出雲伊波比神社(毛呂大明神)
2020年12月20日、2年前に訪れた際には藪に覆われ、まともに見ることができなかった鎌倉街道の掘割遺構のリベンジのため、埼玉県毛呂山町を再訪しました。
→参考記事(後半部分)
その際、車を置かせていただいた毛呂山町歴史民俗資料館で令和2年度の後期企画展「戦乱の世の文化財」が開催されていたので、こちらもちょっと覗いてきました。
その中で、小田原の北条氏が「茂呂(毛呂)大明神」(出雲伊波比神社)に宛てた印判状(毛呂山町指定文化財「小田原北条氏の鐘證文」)の存在を知り、とても興味を惹かれたので実際に出雲伊波比神社を訪れてみることにしました。
「毛呂大明神」出雲伊波比神社
北条氏の印判状は天正十六年(1588)正月五日付で、上方の豊臣政権の脅威が迫る中、来る戦に備えて梵鐘の供出を命じたものです。
世上が静謐になったら再び鋳造して寄進する旨を約した証文の体裁になっていますが、ご存知の通り北条家は2年後の天正18年(1590)の戦乱に敗れたため、梵鐘が寄進されることもありませんでした。
出雲伊波比神社の本殿(国指定重要文化財)は、発見された棟札から大永8年(1528)に時の領主・毛呂顕繁によって再建されたことが判明しています。
毛呂顕繁は、山内上杉顕定と扇谷上杉朝良が争った永正元年(1504)の立河原合戦(現東京都立川市)にも、山内上杉方として参戦した人物でもあります。

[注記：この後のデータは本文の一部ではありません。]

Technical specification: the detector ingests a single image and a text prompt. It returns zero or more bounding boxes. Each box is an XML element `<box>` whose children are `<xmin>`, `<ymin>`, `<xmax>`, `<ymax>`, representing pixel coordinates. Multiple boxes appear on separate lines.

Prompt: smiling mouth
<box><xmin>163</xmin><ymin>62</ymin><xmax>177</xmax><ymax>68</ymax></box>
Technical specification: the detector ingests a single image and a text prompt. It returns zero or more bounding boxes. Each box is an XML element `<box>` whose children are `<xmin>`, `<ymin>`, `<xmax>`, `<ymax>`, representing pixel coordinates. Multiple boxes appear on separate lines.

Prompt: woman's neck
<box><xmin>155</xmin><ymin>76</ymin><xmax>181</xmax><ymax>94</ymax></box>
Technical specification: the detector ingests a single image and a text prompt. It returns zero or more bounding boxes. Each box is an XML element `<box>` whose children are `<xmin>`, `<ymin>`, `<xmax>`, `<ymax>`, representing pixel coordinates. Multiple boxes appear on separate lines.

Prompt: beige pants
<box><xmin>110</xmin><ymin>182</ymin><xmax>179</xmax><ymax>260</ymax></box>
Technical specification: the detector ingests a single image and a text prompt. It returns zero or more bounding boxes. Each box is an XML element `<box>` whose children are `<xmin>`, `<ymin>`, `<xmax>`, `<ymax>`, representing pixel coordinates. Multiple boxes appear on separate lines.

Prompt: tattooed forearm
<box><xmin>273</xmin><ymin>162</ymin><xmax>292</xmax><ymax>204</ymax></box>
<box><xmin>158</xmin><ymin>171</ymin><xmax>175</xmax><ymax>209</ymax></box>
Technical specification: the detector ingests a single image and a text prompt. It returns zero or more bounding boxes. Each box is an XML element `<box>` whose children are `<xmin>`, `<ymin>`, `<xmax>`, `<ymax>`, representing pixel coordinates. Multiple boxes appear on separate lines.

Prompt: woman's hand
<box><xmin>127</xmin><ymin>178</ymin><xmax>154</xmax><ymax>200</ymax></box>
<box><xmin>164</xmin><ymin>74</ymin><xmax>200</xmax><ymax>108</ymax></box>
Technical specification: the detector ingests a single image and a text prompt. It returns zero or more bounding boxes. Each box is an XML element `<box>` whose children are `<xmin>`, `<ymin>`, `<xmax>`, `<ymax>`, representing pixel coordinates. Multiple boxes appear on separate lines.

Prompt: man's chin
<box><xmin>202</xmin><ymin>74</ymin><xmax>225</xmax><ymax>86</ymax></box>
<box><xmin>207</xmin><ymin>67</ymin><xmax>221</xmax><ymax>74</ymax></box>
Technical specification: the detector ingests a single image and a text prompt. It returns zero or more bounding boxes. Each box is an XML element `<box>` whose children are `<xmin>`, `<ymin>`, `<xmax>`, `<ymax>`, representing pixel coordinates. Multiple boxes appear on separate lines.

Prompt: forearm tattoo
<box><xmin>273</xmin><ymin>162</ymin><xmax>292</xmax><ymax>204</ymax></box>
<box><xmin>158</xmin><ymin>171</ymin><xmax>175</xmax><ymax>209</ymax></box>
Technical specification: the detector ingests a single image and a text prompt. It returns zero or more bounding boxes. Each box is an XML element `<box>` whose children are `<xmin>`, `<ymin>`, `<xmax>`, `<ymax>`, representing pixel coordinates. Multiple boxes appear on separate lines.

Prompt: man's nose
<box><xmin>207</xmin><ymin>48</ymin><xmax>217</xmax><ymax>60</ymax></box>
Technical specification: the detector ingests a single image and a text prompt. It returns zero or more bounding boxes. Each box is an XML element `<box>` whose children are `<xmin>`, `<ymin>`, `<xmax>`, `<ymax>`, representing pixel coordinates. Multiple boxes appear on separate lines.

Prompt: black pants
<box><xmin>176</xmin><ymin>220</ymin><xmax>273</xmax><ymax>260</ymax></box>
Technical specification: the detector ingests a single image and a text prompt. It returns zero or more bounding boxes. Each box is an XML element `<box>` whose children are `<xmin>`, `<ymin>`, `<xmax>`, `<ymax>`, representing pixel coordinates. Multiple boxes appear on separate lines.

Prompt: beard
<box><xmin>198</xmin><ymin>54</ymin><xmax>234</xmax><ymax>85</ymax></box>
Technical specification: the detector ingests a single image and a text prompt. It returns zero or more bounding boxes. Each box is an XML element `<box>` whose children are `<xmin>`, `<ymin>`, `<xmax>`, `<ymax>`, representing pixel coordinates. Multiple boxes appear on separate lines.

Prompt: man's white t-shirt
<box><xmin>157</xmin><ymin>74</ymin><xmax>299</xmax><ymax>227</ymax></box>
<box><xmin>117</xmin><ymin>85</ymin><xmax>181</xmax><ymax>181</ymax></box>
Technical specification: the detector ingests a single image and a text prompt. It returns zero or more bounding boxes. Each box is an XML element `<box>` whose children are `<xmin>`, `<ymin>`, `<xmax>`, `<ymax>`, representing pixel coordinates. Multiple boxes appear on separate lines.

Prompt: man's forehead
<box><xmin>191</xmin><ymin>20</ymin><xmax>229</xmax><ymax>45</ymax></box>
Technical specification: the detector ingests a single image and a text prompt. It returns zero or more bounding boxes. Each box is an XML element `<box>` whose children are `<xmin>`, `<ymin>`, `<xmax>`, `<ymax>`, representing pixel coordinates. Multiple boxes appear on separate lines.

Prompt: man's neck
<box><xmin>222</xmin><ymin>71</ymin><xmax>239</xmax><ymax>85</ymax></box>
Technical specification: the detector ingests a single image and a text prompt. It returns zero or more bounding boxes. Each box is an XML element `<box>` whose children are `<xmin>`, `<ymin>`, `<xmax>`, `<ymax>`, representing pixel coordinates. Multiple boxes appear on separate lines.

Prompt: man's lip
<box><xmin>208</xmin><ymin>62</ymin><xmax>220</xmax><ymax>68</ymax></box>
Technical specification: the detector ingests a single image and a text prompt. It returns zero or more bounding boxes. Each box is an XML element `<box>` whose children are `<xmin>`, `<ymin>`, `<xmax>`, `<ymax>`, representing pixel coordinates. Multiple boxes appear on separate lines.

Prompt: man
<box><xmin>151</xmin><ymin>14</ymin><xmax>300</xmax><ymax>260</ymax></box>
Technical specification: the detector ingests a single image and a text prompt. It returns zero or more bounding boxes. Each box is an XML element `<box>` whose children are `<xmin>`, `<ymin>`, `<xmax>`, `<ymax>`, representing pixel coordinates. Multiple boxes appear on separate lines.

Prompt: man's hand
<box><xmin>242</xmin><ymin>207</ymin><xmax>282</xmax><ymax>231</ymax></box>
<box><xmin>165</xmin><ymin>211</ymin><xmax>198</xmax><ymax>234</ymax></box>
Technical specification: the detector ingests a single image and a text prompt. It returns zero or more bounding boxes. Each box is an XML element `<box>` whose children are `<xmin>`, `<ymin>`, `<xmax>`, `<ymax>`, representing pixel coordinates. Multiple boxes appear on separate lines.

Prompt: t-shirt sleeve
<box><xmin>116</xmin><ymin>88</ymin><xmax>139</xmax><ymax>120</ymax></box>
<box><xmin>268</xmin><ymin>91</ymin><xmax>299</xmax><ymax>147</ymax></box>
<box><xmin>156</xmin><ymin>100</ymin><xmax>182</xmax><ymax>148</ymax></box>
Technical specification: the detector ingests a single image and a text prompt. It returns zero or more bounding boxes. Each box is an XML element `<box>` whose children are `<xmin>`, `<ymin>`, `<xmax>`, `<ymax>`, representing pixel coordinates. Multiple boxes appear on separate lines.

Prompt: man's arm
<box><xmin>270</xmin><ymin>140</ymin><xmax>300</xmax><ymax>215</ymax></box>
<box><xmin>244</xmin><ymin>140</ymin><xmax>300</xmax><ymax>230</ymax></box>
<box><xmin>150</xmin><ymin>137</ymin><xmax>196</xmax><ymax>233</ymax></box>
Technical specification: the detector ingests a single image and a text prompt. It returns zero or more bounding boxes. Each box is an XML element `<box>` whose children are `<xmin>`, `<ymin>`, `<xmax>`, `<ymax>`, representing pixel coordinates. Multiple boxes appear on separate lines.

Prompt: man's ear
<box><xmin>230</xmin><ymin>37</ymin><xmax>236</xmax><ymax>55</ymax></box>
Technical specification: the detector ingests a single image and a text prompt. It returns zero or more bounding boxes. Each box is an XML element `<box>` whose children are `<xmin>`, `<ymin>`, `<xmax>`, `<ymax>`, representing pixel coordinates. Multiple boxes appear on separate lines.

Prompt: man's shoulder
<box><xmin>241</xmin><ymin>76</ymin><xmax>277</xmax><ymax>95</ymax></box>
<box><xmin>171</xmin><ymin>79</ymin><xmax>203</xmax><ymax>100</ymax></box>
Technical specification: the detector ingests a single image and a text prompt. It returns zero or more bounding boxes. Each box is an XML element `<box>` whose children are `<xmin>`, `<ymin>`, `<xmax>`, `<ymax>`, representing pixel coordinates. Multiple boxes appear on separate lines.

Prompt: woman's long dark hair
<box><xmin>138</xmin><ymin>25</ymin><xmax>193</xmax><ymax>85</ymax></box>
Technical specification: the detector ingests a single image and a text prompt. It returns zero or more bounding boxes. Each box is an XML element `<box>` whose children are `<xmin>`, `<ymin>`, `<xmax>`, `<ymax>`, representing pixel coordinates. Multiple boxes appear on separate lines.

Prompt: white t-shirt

この時、扇谷上杉方には北条早雲(伊勢盛時)や今川氏親の軍勢も援軍として参陣していました。
毎年11月に行われる鏑流馬神事の馬場。
出雲伊波比神社の鏑流馬は、奥州平定に向かう源頼義・義家父子が当社で戦勝祈願を行い、その凱旋時の康平6年(1063)に再び参拝し、流鏑馬を奉納したのが始まりとされているそうです。
・・・偶然立ち寄った場所に、なんとも凄い歴史が眠っていたものです。